That experience stuck with me, and it is what drove me to think more deeply about context engineering.
The shift that changes everything
Data engineering has always been about building reliable pipelines for the people who consume the data. Analytics dashboards to present to stakeholders, where they can pause, question anomalies, or verify results with a colleague. But as the audience has gradually shifted to AI agents, that ability disappears. Agents simply act on whatever they are given, and if what they are given is ambiguous, they fill in the gaps themselves, often incorrectly.
This is a significant shift. The audience for data has changed from humans to agents, and that changes what good data actually means.
What context actually refers to
Context is everything an agent needs beyond its training. That includes the data itself, the semantic meaning around it (what does "salary" mean? Does it already include fixed allowances?), memory of past decisions and corrections, the tools it can use, and the guardrails that govern its behaviour.

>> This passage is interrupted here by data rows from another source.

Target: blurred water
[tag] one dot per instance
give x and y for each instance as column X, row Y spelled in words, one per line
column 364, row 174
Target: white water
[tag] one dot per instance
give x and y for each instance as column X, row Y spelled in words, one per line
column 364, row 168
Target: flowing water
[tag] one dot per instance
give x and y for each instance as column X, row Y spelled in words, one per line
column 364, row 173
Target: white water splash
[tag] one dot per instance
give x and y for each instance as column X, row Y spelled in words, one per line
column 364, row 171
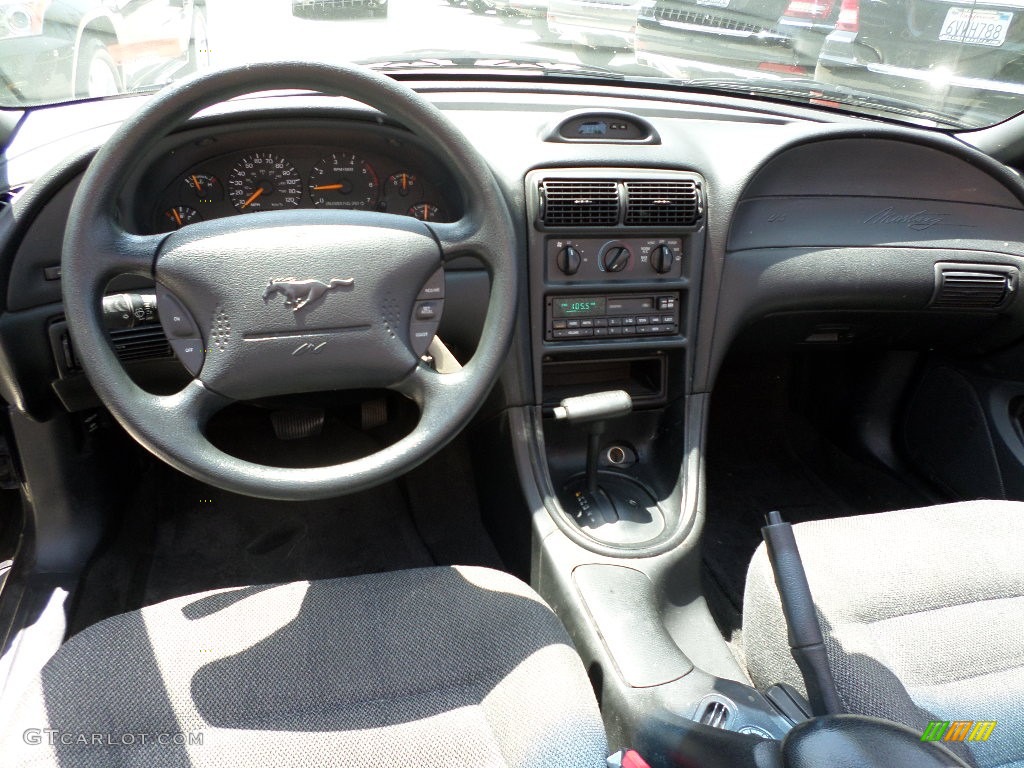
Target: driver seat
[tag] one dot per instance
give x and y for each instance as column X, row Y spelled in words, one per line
column 432, row 668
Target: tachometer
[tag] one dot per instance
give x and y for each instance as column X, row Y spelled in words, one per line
column 204, row 186
column 178, row 216
column 343, row 180
column 264, row 181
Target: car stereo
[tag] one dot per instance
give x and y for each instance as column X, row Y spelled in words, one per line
column 611, row 315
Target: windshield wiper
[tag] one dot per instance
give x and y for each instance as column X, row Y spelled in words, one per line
column 823, row 94
column 429, row 60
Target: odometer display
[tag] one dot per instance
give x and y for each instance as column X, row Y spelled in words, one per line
column 263, row 181
column 343, row 180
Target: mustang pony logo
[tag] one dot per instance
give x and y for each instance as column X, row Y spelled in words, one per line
column 299, row 293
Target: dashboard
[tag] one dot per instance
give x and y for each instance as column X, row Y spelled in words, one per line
column 230, row 172
column 788, row 211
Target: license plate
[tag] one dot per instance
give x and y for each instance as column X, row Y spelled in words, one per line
column 976, row 27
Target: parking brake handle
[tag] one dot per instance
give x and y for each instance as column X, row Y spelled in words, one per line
column 806, row 641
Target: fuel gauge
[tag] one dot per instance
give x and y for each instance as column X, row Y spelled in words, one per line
column 175, row 218
column 207, row 188
column 401, row 183
column 426, row 212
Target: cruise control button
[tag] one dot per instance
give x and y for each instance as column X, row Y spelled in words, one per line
column 189, row 351
column 420, row 336
column 176, row 322
column 428, row 310
column 434, row 287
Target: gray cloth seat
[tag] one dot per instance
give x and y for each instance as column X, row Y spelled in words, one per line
column 435, row 667
column 923, row 612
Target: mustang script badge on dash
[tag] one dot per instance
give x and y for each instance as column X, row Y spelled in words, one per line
column 300, row 293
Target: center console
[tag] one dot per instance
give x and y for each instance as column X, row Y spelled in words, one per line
column 613, row 256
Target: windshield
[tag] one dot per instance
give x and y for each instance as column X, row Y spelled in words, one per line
column 950, row 64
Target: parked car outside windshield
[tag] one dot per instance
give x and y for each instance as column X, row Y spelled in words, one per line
column 951, row 64
column 56, row 50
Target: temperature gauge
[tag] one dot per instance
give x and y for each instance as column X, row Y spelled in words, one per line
column 401, row 183
column 175, row 218
column 426, row 212
column 207, row 188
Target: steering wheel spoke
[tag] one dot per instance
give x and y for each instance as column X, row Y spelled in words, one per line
column 193, row 407
column 121, row 252
column 426, row 387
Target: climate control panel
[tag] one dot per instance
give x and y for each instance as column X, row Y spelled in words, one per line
column 589, row 259
column 611, row 316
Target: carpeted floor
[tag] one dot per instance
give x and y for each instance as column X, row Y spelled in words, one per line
column 183, row 537
column 764, row 454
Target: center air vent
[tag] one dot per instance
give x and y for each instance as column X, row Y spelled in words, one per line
column 580, row 203
column 663, row 203
column 968, row 287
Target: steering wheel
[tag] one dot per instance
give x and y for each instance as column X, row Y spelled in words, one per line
column 284, row 302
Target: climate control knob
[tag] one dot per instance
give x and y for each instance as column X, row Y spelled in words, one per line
column 568, row 260
column 615, row 259
column 662, row 259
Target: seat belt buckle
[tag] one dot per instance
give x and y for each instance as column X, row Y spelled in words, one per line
column 627, row 759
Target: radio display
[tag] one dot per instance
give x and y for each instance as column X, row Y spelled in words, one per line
column 579, row 306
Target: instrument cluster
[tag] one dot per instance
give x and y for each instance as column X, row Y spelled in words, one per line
column 279, row 177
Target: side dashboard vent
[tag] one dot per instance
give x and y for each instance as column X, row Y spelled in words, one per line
column 7, row 196
column 141, row 342
column 579, row 203
column 962, row 287
column 663, row 203
column 716, row 715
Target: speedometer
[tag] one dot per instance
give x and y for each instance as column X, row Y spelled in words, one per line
column 263, row 181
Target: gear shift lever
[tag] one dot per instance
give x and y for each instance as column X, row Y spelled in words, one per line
column 594, row 410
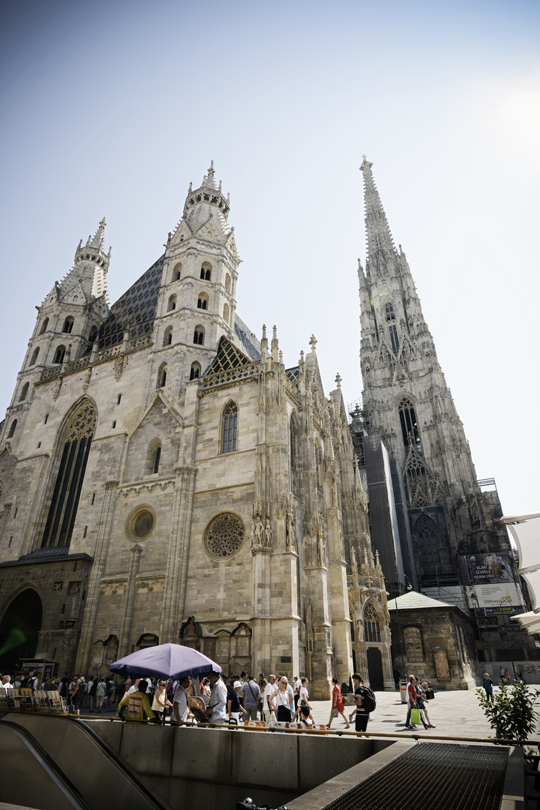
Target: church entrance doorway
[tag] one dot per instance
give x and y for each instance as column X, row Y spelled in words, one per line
column 19, row 628
column 375, row 673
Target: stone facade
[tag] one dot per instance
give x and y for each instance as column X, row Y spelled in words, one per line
column 434, row 641
column 207, row 493
column 408, row 404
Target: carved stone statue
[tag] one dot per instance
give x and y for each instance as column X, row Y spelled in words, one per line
column 268, row 533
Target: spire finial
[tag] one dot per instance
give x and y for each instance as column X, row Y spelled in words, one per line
column 97, row 240
column 380, row 244
column 209, row 179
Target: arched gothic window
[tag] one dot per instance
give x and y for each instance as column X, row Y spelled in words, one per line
column 409, row 425
column 372, row 628
column 162, row 376
column 230, row 427
column 67, row 489
column 413, row 644
column 392, row 328
column 59, row 355
column 293, row 440
column 167, row 337
column 157, row 459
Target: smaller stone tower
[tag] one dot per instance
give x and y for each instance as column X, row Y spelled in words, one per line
column 66, row 324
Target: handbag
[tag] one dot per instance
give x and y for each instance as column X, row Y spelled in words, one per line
column 284, row 714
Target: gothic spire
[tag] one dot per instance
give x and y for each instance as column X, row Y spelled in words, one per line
column 379, row 237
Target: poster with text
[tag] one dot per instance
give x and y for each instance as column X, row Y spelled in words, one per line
column 488, row 569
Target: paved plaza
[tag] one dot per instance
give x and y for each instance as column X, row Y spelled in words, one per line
column 453, row 713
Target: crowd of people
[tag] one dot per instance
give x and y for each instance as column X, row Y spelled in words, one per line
column 232, row 700
column 417, row 696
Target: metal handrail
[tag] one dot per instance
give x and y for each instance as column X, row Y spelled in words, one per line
column 279, row 730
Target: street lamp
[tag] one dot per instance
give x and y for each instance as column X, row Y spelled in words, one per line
column 407, row 587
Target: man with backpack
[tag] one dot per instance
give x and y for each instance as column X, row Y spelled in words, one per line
column 365, row 703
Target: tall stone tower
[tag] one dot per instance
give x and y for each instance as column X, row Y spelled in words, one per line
column 407, row 402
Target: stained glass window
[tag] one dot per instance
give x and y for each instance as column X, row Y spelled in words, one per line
column 69, row 480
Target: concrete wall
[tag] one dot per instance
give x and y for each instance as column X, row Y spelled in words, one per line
column 209, row 769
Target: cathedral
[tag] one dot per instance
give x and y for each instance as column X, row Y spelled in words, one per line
column 164, row 476
column 435, row 525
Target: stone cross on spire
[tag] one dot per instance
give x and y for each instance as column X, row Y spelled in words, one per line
column 209, row 179
column 380, row 243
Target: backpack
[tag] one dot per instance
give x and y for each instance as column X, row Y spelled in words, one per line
column 369, row 702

Specifically for past decisions and corrections: when field descriptions are adjusted to be more concise and unambiguous, and model performance actually improves, are those changes and their effects being recorded? If these context adjustments and their effects are recorded and fed back into the system for the agent to consume, perhaps through a memory layer or updated prompts, the agent can apply the same understanding to produce better outputs consistently.
What it means for teams working in this AI landscape
Data catalogs, data quality monitoring, glossaries and the like are basic foundations that effective teams are already building. The only difference is that with the rise of AI, they stop being optional nice-to-haves and are simply the bare minimum to allow AI solutions to perform consistently and reliably.
That said, having these foundations is still not enough on their own. How context is structured matters as much as having them at all. A business glossary dumped into a Confluence page may work for humans, but AI agents cannot process it well when information is uploaded in one large chunk. The key is for it to be structured and unambiguous. For example, a reference that says "Revenue: the total income generated by the business" is understandable to a person, but an agent would perform better with structured context: the field name, how revenue is calculated, whether it is gross or net, what it excludes, and which system owns it.
Something to think more about
Before starting any AI-related project, it is worth asking: does the data actually already have the right context? If yes, where does it come from and how do we feed it to the agents. If no, how do we create it for the agents to consume. Getting this right from the start makes it significantly easier to deploy reliable AI agents and models, and organisations can spend less time debugging outputs that are costly.
And finally, who should own this? In my opinion, data engineers, because they are already doing what context engineering asks for. Traditionally they clean and process data to ensure accurate dashboards and reliable model training. With the rise of AI agents, their role extends further: they now have a part to play in feeding the right data for AI and agents to consume.